When I do vocals, I have some lines but I don’t know where it’s going to go. I kind of improvise as I’m doing the vocals, and I’ll add things in that aren’t written down. And then Justin would go back and edit it.
There was a lyric sheet included with the album’s press materials, which is unusual.
Yeah, they’re important—although some of them were hard to decipher [laughs]. I ad-lib stuff in the studio and fill in the blanks afterwards. I do music first, and then production, and then if I’m struck by the lyrics I’ll work on those. Some people are just into the lyrics, but usually they’re nonmusicians. I, of course, love a great lyric, but I don’t think my lyrics are particularly great—they serve the purpose of the idea. I would never think of myself as a wordsmith, put it that way.
Some of the beats on No Home Record are reminiscent of hip-hop. Is that one of your influences or was it something Justin brought to the table?
It’s definitely an influence of mine. In fact, one thing that kind of motivated me to want to do a record was hearing that big Cardi B hit “Bodak Yellow.” Before it was a hit, I heard it in this small club. My friend was DJ-ing, and I was like, “Whoa, who is this?” I thought it was so cool. I liked the minimal, punky feel to it.

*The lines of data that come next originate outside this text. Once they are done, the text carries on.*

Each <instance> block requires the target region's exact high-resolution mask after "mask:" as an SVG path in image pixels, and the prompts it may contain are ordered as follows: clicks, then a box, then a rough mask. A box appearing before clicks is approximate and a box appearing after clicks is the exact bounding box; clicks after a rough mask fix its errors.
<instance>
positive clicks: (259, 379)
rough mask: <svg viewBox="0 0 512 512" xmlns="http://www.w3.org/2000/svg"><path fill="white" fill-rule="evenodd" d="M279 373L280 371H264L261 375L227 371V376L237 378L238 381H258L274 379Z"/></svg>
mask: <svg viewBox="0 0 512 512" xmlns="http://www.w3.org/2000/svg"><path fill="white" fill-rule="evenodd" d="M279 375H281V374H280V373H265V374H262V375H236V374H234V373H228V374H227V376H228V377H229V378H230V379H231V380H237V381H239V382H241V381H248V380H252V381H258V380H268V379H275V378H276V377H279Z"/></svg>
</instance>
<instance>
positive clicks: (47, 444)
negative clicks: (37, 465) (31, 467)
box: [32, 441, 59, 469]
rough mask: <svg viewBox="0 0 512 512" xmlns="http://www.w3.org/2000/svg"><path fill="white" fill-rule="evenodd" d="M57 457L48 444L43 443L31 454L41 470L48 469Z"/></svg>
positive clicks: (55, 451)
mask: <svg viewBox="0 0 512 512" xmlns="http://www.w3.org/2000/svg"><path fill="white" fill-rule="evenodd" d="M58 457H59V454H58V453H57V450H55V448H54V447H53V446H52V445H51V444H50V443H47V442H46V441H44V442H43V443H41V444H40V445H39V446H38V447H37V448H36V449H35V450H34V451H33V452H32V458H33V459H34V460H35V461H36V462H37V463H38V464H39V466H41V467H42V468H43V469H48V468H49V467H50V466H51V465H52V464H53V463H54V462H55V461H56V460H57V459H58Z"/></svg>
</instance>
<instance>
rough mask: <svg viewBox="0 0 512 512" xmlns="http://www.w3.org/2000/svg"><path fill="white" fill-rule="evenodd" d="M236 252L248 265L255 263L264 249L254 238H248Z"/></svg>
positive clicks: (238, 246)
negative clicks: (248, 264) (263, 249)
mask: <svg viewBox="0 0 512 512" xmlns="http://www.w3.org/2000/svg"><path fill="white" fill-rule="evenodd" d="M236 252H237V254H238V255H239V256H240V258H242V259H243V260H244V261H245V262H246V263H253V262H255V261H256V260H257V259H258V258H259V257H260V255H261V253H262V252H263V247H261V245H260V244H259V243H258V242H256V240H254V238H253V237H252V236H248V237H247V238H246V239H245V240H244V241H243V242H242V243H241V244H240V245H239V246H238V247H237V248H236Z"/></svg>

Did you ever have any concerns about continuity between tracks from three different producers?
Not really. There was another song I did with Shawn that didn’t really fit the record’s moods. It was too long, so I might put that out as a separate thing at some point.
Between No Home Record, your visual-arts work, and all your other interests, you’re clearly a very busy person. Do you think we’ll see another solo album anytime soon?
I don’t know. I didn’t really intend to take on another thing. No Home Record just sort of happened. Every now and then I think, “Oh, it might be cool to do, like, a weird jazz record or something.”